3. Consider running sshenanigans as a minimally privileged user. When executing client commands, sshenanigans will drop privileges to the uid and gid specified by The Gatekeeper. Therefore, you only need to run sshenanigans with the privileges required to bind to a port, read the host key, and spawn processes with the uid/gid values outputted by The Gatekeeper.
4. sshenanigans is not intended to replace OpenSSH. If OpenSSH suits your needs, use it for its stability and battle-hardened security.

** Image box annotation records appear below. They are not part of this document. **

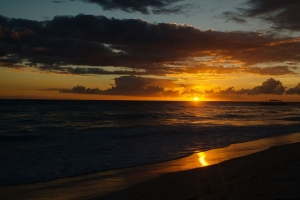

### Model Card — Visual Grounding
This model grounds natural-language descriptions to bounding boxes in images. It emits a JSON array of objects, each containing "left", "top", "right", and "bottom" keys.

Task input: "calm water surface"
[{"left": 0, "top": 100, "right": 300, "bottom": 185}]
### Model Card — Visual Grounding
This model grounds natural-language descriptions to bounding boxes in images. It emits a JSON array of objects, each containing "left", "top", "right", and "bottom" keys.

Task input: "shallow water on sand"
[{"left": 0, "top": 100, "right": 300, "bottom": 185}]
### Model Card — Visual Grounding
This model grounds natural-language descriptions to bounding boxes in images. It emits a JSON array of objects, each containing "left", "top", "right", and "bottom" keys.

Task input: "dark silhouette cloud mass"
[
  {"left": 286, "top": 83, "right": 300, "bottom": 94},
  {"left": 0, "top": 15, "right": 300, "bottom": 75},
  {"left": 221, "top": 0, "right": 300, "bottom": 31},
  {"left": 60, "top": 76, "right": 179, "bottom": 97},
  {"left": 60, "top": 76, "right": 300, "bottom": 97},
  {"left": 77, "top": 0, "right": 192, "bottom": 14}
]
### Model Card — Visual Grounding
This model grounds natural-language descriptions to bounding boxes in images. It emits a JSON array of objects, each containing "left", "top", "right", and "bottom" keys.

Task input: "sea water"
[{"left": 0, "top": 100, "right": 300, "bottom": 185}]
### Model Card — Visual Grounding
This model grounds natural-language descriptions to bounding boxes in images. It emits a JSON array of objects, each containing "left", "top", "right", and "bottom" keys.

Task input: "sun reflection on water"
[{"left": 198, "top": 152, "right": 208, "bottom": 166}]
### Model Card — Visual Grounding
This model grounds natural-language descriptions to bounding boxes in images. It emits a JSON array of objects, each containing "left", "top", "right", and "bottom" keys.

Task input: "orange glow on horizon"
[{"left": 198, "top": 152, "right": 208, "bottom": 166}]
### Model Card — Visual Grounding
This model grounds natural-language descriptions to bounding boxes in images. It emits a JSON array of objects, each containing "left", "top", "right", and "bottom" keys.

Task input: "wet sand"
[{"left": 0, "top": 133, "right": 300, "bottom": 200}]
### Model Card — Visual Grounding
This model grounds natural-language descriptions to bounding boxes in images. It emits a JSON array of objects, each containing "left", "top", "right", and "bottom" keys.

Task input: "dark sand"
[{"left": 0, "top": 134, "right": 300, "bottom": 200}]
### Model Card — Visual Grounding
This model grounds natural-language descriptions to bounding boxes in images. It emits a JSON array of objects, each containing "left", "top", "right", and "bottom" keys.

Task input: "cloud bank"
[
  {"left": 222, "top": 0, "right": 300, "bottom": 31},
  {"left": 75, "top": 0, "right": 193, "bottom": 15},
  {"left": 60, "top": 76, "right": 300, "bottom": 97},
  {"left": 0, "top": 15, "right": 300, "bottom": 76}
]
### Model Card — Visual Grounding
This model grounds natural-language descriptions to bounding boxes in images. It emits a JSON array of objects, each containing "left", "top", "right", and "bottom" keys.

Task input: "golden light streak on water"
[{"left": 198, "top": 152, "right": 208, "bottom": 166}]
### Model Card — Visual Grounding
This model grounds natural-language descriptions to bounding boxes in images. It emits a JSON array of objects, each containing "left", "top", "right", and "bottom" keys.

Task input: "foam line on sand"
[{"left": 0, "top": 133, "right": 300, "bottom": 200}]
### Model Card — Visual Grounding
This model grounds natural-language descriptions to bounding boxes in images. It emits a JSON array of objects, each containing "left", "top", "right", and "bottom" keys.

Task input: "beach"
[{"left": 0, "top": 134, "right": 300, "bottom": 200}]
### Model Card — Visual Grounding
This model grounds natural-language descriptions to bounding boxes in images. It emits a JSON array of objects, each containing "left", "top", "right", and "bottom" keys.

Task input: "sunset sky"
[{"left": 0, "top": 0, "right": 300, "bottom": 101}]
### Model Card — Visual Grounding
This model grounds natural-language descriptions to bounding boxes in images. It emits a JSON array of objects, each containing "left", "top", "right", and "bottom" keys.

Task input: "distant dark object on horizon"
[{"left": 261, "top": 99, "right": 287, "bottom": 106}]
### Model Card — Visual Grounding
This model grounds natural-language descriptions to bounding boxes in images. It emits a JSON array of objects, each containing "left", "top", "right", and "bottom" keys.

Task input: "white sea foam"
[{"left": 0, "top": 100, "right": 300, "bottom": 185}]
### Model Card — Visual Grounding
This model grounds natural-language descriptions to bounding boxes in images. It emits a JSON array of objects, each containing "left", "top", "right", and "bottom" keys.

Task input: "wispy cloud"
[{"left": 0, "top": 15, "right": 300, "bottom": 75}]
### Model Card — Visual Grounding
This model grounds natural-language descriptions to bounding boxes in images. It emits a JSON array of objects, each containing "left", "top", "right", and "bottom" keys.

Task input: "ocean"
[{"left": 0, "top": 100, "right": 300, "bottom": 186}]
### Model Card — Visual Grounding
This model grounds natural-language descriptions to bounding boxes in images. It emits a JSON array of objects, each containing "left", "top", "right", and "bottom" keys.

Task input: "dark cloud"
[
  {"left": 285, "top": 83, "right": 300, "bottom": 95},
  {"left": 81, "top": 0, "right": 192, "bottom": 14},
  {"left": 221, "top": 0, "right": 300, "bottom": 31},
  {"left": 0, "top": 15, "right": 300, "bottom": 75},
  {"left": 219, "top": 78, "right": 285, "bottom": 95},
  {"left": 217, "top": 12, "right": 247, "bottom": 24},
  {"left": 60, "top": 76, "right": 300, "bottom": 97},
  {"left": 60, "top": 76, "right": 179, "bottom": 97}
]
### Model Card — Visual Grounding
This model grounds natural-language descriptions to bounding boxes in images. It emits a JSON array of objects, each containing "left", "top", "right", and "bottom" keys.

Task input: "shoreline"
[{"left": 0, "top": 133, "right": 300, "bottom": 199}]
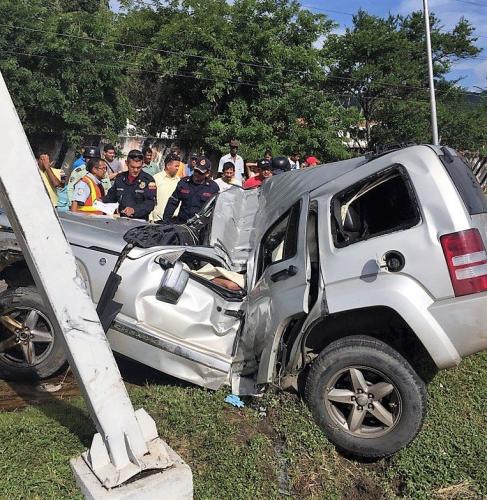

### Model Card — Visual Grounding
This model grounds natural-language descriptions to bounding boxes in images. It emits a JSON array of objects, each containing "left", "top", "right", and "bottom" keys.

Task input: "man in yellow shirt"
[
  {"left": 37, "top": 153, "right": 62, "bottom": 206},
  {"left": 171, "top": 144, "right": 186, "bottom": 179},
  {"left": 149, "top": 153, "right": 181, "bottom": 222}
]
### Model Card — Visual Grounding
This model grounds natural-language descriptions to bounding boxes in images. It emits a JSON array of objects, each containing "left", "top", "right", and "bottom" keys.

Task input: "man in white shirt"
[
  {"left": 215, "top": 161, "right": 242, "bottom": 193},
  {"left": 288, "top": 151, "right": 301, "bottom": 170},
  {"left": 218, "top": 139, "right": 245, "bottom": 183},
  {"left": 149, "top": 153, "right": 181, "bottom": 222}
]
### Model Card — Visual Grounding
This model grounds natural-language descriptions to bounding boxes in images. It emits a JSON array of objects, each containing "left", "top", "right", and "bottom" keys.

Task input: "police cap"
[
  {"left": 83, "top": 146, "right": 101, "bottom": 158},
  {"left": 194, "top": 156, "right": 211, "bottom": 174}
]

If you are curious about sshenanigans's security, you are encouraged to check out the source. The implementation is <750 lines of Rust code.

Licensing

sshenanigans is licensed under the AGPLv3 license. In short, if you use sshenanigans to provide a service over a network, you must make the source code of the complete product available to the users of that service, regardless of whether you modify sshenanigans. That being said, sshenanigans is also available under an MIT license in the following contexts:

1. You are using sshenanigans for personal, non-commercial use.
2. You are using sshenanigans in a not-for-profit organization and for non-commercial use, eg. academia.
3. You are using sshenanigans in a commercial context and the total number of users, internal and external, of sshenanigans-based services/products is less than 100. In this context, a "user" is defined as any account, human or computer, that can authenticate to sshenanigans, or any account that can (transitively) access a service provided by sshenanigans.

Please reach out to discuss licensing options if you are interested in using sshenanigans under an MIT license in any other context. A portion of all proceeds go to axial spondyloarthritis (aka ankylosing spondylitis) research.